No. This tells me you dont know the math at all behind what youre saying. Which makes answering anything else you say probably pointless. Care to back up your claim with an equation?
Now that'd be some good, necessary mathematics right there if it does. It certainly adds the paradoxes of faster-than-light and backwards-in-time effects to violate special relativity and apparent causality.
Where the hell are you getting this nonsense? One of the most amazing things of non-relativistic QM is that it doesn't violate these things despite its nonlocality. Understanding why is presumably a deep insight we've failed to achieve. Care to explicitly back up your claim with an equation?
I have no clue what you were trying to get at with the next bit of your examples/questions. If you can phrase a clearer question I will try and answer.
I have to assume these quantum computer scientists are aware that what you throw away with a collapse approach can come back to haunt what is kept if something is small enough and isolated enough? The collapsed state would then fail to be "the correct state" if the mathematics don't describe all that can cause later effects. Von Neumann wasn't waving his hands around with that one.
Unbelievable. I'm through arguing with you until you demonstrate you actually understand some of the math behind QM. Everything in the above paragraph is based on a complete misconception of how collapse works in quantum mechanics.

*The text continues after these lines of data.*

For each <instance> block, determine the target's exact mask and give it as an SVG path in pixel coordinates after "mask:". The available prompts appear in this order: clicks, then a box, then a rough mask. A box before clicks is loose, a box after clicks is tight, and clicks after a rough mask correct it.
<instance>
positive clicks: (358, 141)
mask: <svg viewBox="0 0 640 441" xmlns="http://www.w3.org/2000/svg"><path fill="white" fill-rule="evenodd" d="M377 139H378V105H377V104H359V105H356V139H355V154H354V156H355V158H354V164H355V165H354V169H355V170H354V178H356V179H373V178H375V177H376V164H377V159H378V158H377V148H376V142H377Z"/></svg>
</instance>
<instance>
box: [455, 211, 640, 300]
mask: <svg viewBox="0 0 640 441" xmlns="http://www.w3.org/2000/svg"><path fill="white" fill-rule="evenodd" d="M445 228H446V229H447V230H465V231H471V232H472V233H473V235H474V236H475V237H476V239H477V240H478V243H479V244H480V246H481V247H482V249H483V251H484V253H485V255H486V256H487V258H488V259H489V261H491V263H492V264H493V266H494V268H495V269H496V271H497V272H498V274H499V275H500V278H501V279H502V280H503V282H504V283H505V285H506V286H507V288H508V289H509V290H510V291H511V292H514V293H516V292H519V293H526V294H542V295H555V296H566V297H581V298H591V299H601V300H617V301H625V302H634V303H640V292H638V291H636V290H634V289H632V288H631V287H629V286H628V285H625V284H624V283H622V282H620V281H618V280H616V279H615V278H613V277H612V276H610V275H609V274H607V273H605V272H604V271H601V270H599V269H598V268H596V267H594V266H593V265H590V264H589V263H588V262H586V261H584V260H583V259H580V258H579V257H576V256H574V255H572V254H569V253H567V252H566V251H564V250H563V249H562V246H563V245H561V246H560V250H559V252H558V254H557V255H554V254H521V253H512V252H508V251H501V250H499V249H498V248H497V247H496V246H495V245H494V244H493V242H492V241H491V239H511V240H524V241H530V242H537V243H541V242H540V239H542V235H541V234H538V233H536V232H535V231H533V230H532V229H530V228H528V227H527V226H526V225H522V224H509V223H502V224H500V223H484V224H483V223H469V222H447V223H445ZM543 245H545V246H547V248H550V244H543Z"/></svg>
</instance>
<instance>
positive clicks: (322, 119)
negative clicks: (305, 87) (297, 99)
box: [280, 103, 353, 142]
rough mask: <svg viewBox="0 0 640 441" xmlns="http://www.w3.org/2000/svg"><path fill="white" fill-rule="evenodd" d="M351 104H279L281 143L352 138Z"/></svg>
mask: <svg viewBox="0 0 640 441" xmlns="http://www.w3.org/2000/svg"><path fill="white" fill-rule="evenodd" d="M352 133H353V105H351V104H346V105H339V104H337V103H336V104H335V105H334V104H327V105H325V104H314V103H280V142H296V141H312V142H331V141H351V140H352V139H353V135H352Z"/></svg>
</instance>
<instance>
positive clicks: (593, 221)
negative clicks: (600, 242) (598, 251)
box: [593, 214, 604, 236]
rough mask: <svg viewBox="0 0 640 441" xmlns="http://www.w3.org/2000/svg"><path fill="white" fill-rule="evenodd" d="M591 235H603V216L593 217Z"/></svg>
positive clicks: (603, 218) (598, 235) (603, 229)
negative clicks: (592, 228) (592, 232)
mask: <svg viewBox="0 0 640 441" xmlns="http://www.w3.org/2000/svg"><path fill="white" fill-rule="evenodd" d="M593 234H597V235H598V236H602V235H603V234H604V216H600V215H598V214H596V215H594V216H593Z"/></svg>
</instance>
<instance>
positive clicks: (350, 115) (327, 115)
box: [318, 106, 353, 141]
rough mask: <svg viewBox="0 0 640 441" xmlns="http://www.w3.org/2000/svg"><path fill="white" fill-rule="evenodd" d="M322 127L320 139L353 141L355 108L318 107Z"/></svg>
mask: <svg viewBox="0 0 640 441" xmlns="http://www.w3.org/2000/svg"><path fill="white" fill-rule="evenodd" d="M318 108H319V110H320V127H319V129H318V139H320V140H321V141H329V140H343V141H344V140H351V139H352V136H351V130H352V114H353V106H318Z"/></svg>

Yeah, and Bohr never understood EPR either, Einstein forgot general relativity in an argument against QM, Feynman misunderstood the fundamentals of calculus, and so on. Who knows, maybe even von Neumann did hand-waving consciousness arguments?
For the record, in case anyone is actually interested, I think it is clear Bohr misunderstood Einstein's steering arguments (which pre and post dated EPR), but did understand the EPR paper. His response to EPR does not work with the other arguments, as many, many people have pointed out. Somehow there is this mythology built around EPR that Bohr answered everything Einstein came up with. But with a lot of these discussions, such as the photon in a box thing was written many years later by Bohr, and do not concord with Einsteins correspondence of the time.

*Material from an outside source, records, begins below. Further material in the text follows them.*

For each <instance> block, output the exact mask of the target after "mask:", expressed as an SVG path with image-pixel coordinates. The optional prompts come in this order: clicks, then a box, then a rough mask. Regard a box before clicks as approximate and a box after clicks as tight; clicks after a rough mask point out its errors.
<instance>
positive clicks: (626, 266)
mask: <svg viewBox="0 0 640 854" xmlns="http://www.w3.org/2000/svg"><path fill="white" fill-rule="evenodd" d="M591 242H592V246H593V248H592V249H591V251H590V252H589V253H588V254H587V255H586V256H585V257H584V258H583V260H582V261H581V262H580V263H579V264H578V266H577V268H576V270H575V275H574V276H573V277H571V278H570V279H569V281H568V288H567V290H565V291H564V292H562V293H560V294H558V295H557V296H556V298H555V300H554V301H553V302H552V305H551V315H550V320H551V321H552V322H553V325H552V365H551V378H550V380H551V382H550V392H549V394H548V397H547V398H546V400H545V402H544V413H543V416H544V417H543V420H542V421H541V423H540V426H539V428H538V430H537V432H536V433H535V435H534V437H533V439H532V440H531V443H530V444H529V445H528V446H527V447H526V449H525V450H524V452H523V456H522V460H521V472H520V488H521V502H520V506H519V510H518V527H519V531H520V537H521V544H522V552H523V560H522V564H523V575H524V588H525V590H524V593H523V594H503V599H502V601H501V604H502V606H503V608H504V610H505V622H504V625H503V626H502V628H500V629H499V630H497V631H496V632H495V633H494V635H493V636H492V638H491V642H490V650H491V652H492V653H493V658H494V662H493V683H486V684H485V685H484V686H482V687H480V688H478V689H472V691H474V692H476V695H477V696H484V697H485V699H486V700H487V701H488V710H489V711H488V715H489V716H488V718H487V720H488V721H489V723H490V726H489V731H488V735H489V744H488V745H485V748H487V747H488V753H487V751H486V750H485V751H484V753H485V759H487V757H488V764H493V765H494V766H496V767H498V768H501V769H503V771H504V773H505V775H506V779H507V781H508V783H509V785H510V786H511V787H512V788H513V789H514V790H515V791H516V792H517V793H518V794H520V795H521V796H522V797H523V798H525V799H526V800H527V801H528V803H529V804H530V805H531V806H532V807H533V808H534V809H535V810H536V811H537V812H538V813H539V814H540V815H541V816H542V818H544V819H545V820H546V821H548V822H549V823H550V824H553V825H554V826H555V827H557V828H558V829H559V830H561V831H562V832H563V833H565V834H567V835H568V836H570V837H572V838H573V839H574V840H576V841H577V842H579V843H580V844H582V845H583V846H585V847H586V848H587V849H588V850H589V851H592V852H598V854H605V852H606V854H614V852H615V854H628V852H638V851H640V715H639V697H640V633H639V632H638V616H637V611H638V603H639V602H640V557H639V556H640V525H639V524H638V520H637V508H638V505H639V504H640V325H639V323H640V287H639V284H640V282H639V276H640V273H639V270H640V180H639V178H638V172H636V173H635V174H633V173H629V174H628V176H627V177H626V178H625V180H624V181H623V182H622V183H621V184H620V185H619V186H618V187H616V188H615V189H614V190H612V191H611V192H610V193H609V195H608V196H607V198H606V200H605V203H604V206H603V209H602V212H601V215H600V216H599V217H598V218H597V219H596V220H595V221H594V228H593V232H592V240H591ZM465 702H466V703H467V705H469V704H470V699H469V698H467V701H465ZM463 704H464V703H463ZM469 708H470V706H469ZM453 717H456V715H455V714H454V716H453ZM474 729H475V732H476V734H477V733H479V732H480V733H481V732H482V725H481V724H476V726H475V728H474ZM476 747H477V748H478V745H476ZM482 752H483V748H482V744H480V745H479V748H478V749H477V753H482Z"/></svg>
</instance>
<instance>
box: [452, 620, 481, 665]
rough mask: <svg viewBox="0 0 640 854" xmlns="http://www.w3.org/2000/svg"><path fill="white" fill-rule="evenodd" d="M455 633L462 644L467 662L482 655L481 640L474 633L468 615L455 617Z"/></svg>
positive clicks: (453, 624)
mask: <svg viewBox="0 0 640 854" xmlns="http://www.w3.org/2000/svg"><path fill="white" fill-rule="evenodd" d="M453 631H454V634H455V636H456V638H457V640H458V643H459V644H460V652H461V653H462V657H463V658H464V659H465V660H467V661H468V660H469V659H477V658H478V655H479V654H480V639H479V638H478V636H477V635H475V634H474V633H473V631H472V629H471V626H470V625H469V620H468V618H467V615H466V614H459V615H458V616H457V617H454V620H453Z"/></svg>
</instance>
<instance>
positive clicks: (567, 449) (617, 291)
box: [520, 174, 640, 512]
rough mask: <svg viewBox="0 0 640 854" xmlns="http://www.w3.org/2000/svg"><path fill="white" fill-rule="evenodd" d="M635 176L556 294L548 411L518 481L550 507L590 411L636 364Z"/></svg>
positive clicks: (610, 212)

e.g For the photon in a box, at that time (similar time to EPR paper) in letters to people what he was saying was "look, after the photon has gone I can choose either to weigh the box, and therefore determine the color of the photon (which is by now far away) or I can measure its time of exit (which determines its spatial location - so for instance when it would hit a remote mirror). That seemed like a paradox to Einstein, for whom the color of a photon and its temporal location should both have been physically real, and therefore how could his observations on the box suddenly seemed to affect the physical properties of the remote photon. (Note this has nothing to do with challenging the uncertainty principle, nor did he "forget" general relativity, which is not actually needed anyway because gravitational time dilation is derivable without full GR from Newtonian potential considerations).
Its a beautiful "paradox" from which anyone can learn a lot about quantum mechanics.
Read some of Don Howard's (historian/philosopher at Pittsburg) papers for several nice pedagogical discussion of such things.
Regarding people borrowing my idea: Its certainly true someone could. In fact I've discussed it with several well known people, and made some notes which have been emailed around, which is some protection I guess (though also more of a risk - I certainly lost one semi-important idea this way). At the moment I see it as simply a mathematical curiosity I'll eventually flesh out (when I find an unwary student!) into something maybe even useful.